How could I be so blind? Why did I not see the signs? Everyone around me knew I was in over my head, and they were plotting an intervention. Cults are insidious - even for long-time followers of Christ.

I was a happy, albeit complacent churchgoer from the get-go. I started chucking graham crackers at the nursery ladies before I could talk. We never missed a Sunday at Cockrell Hill Baptist Church. We had our own pew and everything. God help the poor visitor who sat in our spot! I invited Jesus into my heart at the ripe old age of six, and my family scrubbed the muddy faces of Kathy, my little sis, and me until they shone. If God had brownie points, we were racking them up. The only Sundays we missed were when we contracted the three biggy kiddie diseases: measles, mumps and chicken pox.

My bulletin-coloring turned into gum-chewing into hand-holding with the hottest boy in the youth group. I cruised along with nominal commitment and blithe ignorance of Scripture despite the concerted efforts of my pastors to pound basic theology into my thick little noggin. I was the typical Baptist good girl. I kept my nose clean, lived under the radar and followed the rules: don’t drink, smoke or chew, or go with boys who do. I know I loved Jesus, but we were distant acquaintances - I always held Him at arm’s length.

When I left my well-insulated, happy family and trotted off to Baylor University, I didn’t like the girl I saw in the mirror. She seemed selfish and shallow to me - and very alone. The emptiness of my spiritual life overwhelmed me. The Jesus Movement that swept through the university campuses around the country hit the Baylor student body like a ten-ton truck. Prayer groups sprung up in dorm rooms and campus lawns. Even tent revivals (a practice long-abandoned in the 1950’s) were held by student preachers passionate about seeing God’s fire fall. Great Bible teachers like Josh McDowell, Bill Gothard and Tim LaHaye launched their ministries. Campus Crusade for Christ spread like wildfire as Bill Bright challenged college students to reach the world with the gospel. It was a great time to be alive.
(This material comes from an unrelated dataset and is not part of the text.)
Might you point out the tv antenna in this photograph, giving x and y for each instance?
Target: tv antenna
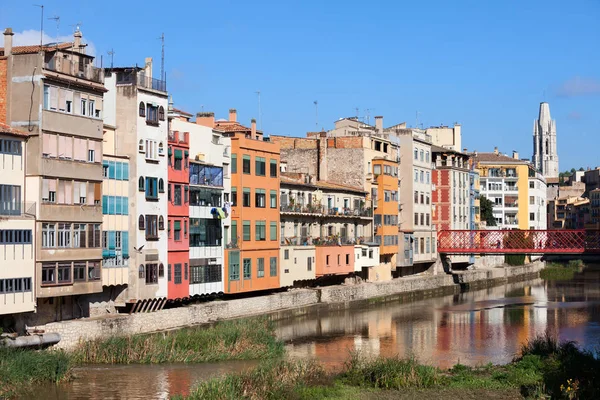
(259, 111)
(111, 53)
(162, 57)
One crisp fall evening I happened onto a small prayer meeting in the Baylor prayer chapel. Students were sharing around the circle and I told them how empty and hollow my life felt. I told them I knew Christ, but I wanted more. Robert, the group’s leader, told me I needed more of the Holy Spirit, and so I prayed for the baptism of the Spirit, and for His gifts to operate in my life. I didn’t realize at the time that the Holy Spirit was a person, and that I already had all of Him. I just needed to let Him have all of me. I experienced the filling of the Spirit in those moments, the first of many times I have prayed for Jesus to be Lord of every part of my life.

For the first time, I began seeking God earnestly. Soon after I met my preacher-boy husband, Roger. We began pastoring a small country church in Penelope, Texas (a town so small, it’s not even on the map!). Roger preached and I played piano and sang at every service. We visited their sick, baptized their children and buried their dead. Vacation Bible School was pretty much a two-man operation, except for Mrs. Baird who brought the punch and cookies. Partnering in ministry with the man I loved was amazing. I still marvel that we were able to pastor a church when he was 22 and I was 18! What a privilege!

My quiet times with God were incredible. I filled journal after journal with insights from the Bible - a book I had hardly touched growing up. Our campus prayer meetings lasted long into the night. I remember sensing that God was speaking to my heart and walking closely beside me every day. What an amazing journey. But when Roger left for seminary the next fall, I felt that I had lost my moorings. I missed him so much. Many of the churches I visited were warm and inviting, but I needed direction and comfort. I wanted a pastor who would speak to me from God.